Resources

People often ask me "How did you learn how to hack?" The answer: by reading. This page is a collection of the blog posts and other articles that I have accumulated over the years of my journey. Enjoy!

The code snippet the author shows should prevent XXE in PHP. The usage of external entities is disabled when XML on the first call, but NOT on the second. There are four obstacles:

1. Entities are set to an empty string during initial XML loading.
2. Disallows external entities from being loaded into another.
3. No networking URIs are allowed, such http://.
4. With XML_DOCUMENT_TYPE_NODE this prevents normal entities from being used.

Condition three can be bypassed by using parameter entities. The network issue doesn't actually matter in PHP. This is because it's only used on the initial URI and not in a nested fashion. So, php://filter/resource=http://example.com can be used to bypass this.

Condition one prevents the usage of external entity loading out of the gate. The code will remove all external entity references that it sees. It turns out that the SYSTEM attribute is parsed for the DOCTYPE tag. If the code is within the brackets, it is NOT removed on the first parse. This means the second parse will include XXE. This happens because the DOCTYPE is considered part of the structural definition and shouldn't be touched.

The final bypass is the impact. How do we extract files? Parameter Entities are defined on the same page and used on that page. Parameter entities are expanded in libxml2 in PHP with a different set of rules when LIBXML_DTDLOAD is enabled. Additionally, the loading time is interesting.

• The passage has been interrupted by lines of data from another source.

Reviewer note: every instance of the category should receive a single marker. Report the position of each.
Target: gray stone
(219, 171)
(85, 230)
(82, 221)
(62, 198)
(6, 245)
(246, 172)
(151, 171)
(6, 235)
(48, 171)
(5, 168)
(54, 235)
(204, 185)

The parameters are expanded before the usage of anything else.

So, the final payload is as follows:

1. Create a parameter entity that loads a file.
2. Create a new entity that references the file in step 1.
3. The entity is called with a URL that has the entity of step 1 as part of the URL. Because the parameter expansion loads first, this sends the file contents to the server.

They found an exploitable path in SimpleSAMLphp and in another undisclosed product. Overall, this is a great post on vulnerability research and skipping past what looks like a "reasonable" defense.